Разнуздав коня, Икряников повел его к речке. Конь осторожно ступил на острые прибрежные камни и, вытянув шею, стал пить. Напившись, он долго еще поднимал морду в стекающих каплях и снова мочил ее, не в силах оторваться. Спутав коней для недолгого отдыха, казаки вытянули натруженные длинным переходом тела на поросшей густой и пахучей травой лужайке. Вечер ложился на холмы и долины. Всюду, на всех склонах, во всех неглубоких ущельях дымились розово-лиловатым цветом деревья. Пахло нежной прохладой горной весны. Да в тишине вечера позвякивал в отаре колокольчик вожатого, напоминая вечернее возвращение стада в родную станицу.
– Миндаль, должно быть, цветет, – сказал Икряникову Ячеистое.
– Абрикосы цветут, – поправил другой казак.
– Может, и абрикосы, – согласился Ячеистов. Он долго раскуривал трубочку и дал прикурить Икряникову. – А далеко нас, казак, занесло, – сказал он с несвойственной ему задумчивостью. – Теперь и Румыния – вот она за горой… сколько же еще нам бить немцев осталось?

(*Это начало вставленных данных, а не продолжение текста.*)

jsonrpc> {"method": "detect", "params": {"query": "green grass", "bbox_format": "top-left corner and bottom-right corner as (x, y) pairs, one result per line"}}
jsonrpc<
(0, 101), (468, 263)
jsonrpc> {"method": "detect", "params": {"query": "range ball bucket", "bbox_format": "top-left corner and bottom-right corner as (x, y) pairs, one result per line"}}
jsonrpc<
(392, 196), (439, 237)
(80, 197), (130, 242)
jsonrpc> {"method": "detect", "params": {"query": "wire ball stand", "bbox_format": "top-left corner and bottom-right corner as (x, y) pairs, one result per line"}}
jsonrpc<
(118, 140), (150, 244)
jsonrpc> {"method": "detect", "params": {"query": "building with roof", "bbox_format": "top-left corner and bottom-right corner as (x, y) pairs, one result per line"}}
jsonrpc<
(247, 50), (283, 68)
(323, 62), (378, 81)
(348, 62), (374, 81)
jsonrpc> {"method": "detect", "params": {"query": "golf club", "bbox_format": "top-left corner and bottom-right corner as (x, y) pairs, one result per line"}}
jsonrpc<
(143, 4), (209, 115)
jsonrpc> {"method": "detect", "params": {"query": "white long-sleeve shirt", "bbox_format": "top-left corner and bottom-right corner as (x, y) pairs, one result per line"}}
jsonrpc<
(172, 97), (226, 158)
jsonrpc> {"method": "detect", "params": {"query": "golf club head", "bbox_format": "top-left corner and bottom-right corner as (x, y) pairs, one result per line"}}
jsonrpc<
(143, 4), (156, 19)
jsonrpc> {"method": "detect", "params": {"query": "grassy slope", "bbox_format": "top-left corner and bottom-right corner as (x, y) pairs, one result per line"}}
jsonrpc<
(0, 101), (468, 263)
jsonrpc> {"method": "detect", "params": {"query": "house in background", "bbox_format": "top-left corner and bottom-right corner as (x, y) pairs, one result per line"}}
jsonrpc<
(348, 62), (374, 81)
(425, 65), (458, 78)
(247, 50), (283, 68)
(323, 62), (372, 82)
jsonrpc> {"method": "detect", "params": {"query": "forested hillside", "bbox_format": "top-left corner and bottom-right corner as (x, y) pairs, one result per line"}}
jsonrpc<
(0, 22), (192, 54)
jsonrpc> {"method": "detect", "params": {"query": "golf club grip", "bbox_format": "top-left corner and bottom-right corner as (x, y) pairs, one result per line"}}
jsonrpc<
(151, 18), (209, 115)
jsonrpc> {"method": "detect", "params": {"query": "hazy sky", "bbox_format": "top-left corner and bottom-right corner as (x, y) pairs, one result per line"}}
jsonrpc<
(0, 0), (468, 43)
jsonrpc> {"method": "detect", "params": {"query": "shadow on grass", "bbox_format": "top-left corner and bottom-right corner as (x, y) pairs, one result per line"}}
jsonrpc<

– А пока не разобьем – столько и осталось, – ответил Икряников хмуро. – Маленько под Корсунем посчитались… а счет мой – по нему им еще платить и платить.
– Да и мой не короче, – сказал Ячеистов.
Только теперь, смыв густую белую пыль с лица, они как бы впервые разглядели друг друга. Почернели и обуглились до красноты казачьи посуровевшие за войну лица. И седина была в усах, а если отпустить теперь бороду, то по сверкающей жемчужной щетине у многих можно увидеть, что была бы и борода наполовину седой.
– Дойти до конца хочется, – сказал еще Ячеистов Икряникову. – Теперь обидно будет не дойти.
– А дойдем. Видишь, какую дорогу прошли… теперь уже недалеко.
Они замолчали оба, отдавшись воспоминаниям. Было в этой свежести апреля, в горном воздухе, в розоватых абрикосовых деревьях нечто от донской родной степи… и так же звякал колокольчик вожака, и дымок тянуло низом, и хотело сердце верить в лучшее.
– Семейства наши – как думаешь… может, целы? – спросил Ячеистов со вздохом.
Но Икряников не ответил ему. Только тоска, стиснувшая сердце, заставила привычным движением ощупать шашку на себе. Тысячи дорог были уже пройдены, но не через один холм и горный перевал нужно было еще пройти к главной цели, и тишина весеннего вечера в горах не могла обмануть минутным своим очарованием.
Два часа спустя, отдохнув, полк втягивался уже на дорогу. Та же пыль, только синеватая в сумерках, стояла на ней. Колонны машин поднимались на холмы от Днестра, устремляясь за отроги Карпат и горные перевалы. Первые мелкие звезды зажглись в небе, слитом с голубоватой дымкой в ущельях, так что нельзя было понять, где кончается небо и начинается земля. Освеженные прохладой и отдыхом, кони облегченно поднимались на холм, и Икряников видел мерцающую звезду пред собой как сигнальный огонь. Две трети дороги были уже позади, но еще лежала впереди ее последняя треть…
Он тронул каблуками коня, и конь послушно подался вперед сильным телом. Великое движение, начавшееся свыше двух лет назад, продолжалось. Последние немцы изгонялись с родной земли, и надо было теперь сделать так, чтобы навеки забыли они дорогу в Россию.